Baron Edward Carson has been deemed inadequate by English Heritage

Among other achievements, he served as solicitor-general for Ireland and England, defended the Marquess of Queensberry against Oscar Wilde's claim of libel, cleared the Winslow Boy's reputation and was one of the founding fathers of Ulster unionism.

And yet Baron Edward Carson has been deemed inadequate by English Heritage.

The organisation has decided against erecting a blue plaque honouring the Dublin-born unionist.

London has about 850 of the plaques which commemorate historical personalities.

A panel chaired by historian Professor Sir David Cannadine selects about 12 names a year to be honoured on new plaques.

To be one of those 12, the subject must have "made some important positive contribution to human welfare or happiness" or else be so exceptional that "the well-informed passer-by immediately recognises their names".

The panel said Carson's career "in British politics was not sufficiently outstanding to justify commemoration".

'Lasting importance'

Among those given plaques this year are novelist Graham Greene and Hungarian David Gestetner, who invented one of the world's first machines for copying office documents.

Keeping Carson company in the reject pile is the Australian speech therapist Lionel Logue who helped cure King George VI of his stammer and inspired the Oscar-winning film The King's Speech.

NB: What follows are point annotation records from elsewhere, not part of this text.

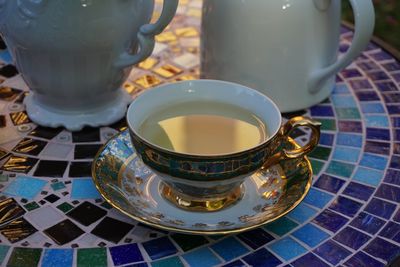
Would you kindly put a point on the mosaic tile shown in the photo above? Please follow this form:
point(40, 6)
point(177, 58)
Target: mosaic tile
point(57, 257)
point(111, 229)
point(262, 257)
point(126, 254)
point(24, 257)
point(287, 248)
point(189, 242)
point(92, 257)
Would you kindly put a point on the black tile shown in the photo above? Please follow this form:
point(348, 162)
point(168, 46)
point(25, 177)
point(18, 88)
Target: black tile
point(19, 164)
point(17, 230)
point(52, 198)
point(87, 213)
point(29, 146)
point(45, 132)
point(86, 151)
point(51, 168)
point(86, 135)
point(80, 169)
point(111, 229)
point(64, 232)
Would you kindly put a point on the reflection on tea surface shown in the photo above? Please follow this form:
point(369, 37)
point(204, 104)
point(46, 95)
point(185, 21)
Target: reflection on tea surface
point(204, 128)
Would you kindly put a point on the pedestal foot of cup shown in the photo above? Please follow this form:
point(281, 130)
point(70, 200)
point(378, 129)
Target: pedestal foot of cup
point(197, 204)
point(76, 119)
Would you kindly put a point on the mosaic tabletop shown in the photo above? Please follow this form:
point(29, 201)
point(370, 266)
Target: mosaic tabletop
point(52, 215)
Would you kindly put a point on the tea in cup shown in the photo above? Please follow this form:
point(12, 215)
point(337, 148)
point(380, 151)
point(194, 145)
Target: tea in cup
point(205, 137)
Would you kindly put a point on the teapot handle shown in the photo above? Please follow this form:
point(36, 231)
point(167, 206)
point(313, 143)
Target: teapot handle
point(146, 36)
point(364, 25)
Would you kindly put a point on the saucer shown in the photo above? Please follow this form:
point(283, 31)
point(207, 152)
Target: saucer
point(132, 188)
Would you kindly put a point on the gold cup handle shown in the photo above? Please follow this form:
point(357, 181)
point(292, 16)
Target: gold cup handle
point(285, 131)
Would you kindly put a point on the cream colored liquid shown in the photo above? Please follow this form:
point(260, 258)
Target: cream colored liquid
point(204, 128)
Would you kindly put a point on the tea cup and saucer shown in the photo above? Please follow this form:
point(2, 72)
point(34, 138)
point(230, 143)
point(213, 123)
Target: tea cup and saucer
point(201, 193)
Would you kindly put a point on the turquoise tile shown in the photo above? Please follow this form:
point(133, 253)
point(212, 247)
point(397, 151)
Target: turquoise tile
point(346, 154)
point(281, 226)
point(302, 213)
point(374, 161)
point(25, 187)
point(84, 189)
point(368, 176)
point(57, 257)
point(3, 252)
point(317, 198)
point(229, 248)
point(376, 121)
point(310, 235)
point(201, 258)
point(287, 248)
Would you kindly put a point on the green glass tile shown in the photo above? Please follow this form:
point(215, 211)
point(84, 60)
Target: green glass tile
point(31, 206)
point(348, 113)
point(65, 207)
point(317, 166)
point(24, 257)
point(92, 257)
point(171, 262)
point(281, 226)
point(58, 186)
point(321, 153)
point(188, 242)
point(340, 168)
point(327, 125)
point(3, 253)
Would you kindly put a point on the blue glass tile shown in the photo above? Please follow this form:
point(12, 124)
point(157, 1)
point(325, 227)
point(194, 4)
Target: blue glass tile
point(302, 213)
point(392, 177)
point(352, 238)
point(374, 161)
point(370, 108)
point(346, 139)
point(281, 226)
point(309, 260)
point(229, 248)
point(388, 192)
point(346, 154)
point(376, 121)
point(201, 258)
point(368, 176)
point(330, 220)
point(380, 208)
point(322, 111)
point(378, 134)
point(256, 238)
point(367, 223)
point(310, 235)
point(262, 257)
point(343, 101)
point(317, 198)
point(358, 191)
point(24, 187)
point(345, 206)
point(329, 183)
point(159, 248)
point(126, 254)
point(360, 259)
point(326, 139)
point(287, 248)
point(57, 257)
point(382, 249)
point(84, 189)
point(332, 252)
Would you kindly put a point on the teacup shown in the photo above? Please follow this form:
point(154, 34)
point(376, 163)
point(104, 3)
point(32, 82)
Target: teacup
point(211, 182)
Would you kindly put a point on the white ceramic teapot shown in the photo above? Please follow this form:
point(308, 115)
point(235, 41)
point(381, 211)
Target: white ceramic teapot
point(287, 49)
point(75, 54)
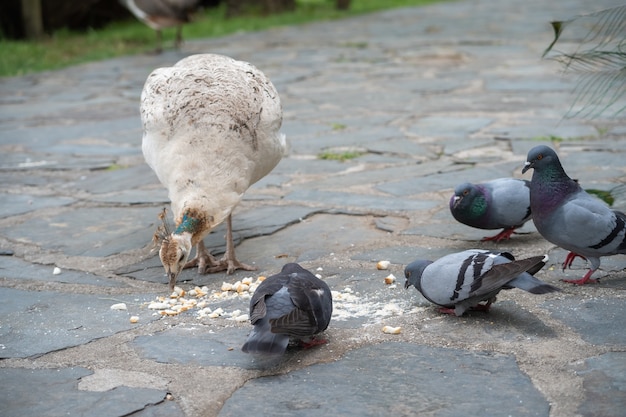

Writer and "one of the stately homos of England" Quentin Crisp was denied a plaque because English Heritage said it was "too soon" to assess his "lasting importance".

Carson's over-arching political drive was to preserve the union between Britain and Ireland, believing it to be in the best interests of his fellow-countrymen.

In February 1910, he became leader of the Irish Unionist Parliamentary Party and in June 1911 accepted an invitation to lead the Ulster Unionists. He also served as first lord of the admiralty and in the war cabinet.

Baron Carson died in 1935 and is buried in St Anne's Cathedral, Belfast.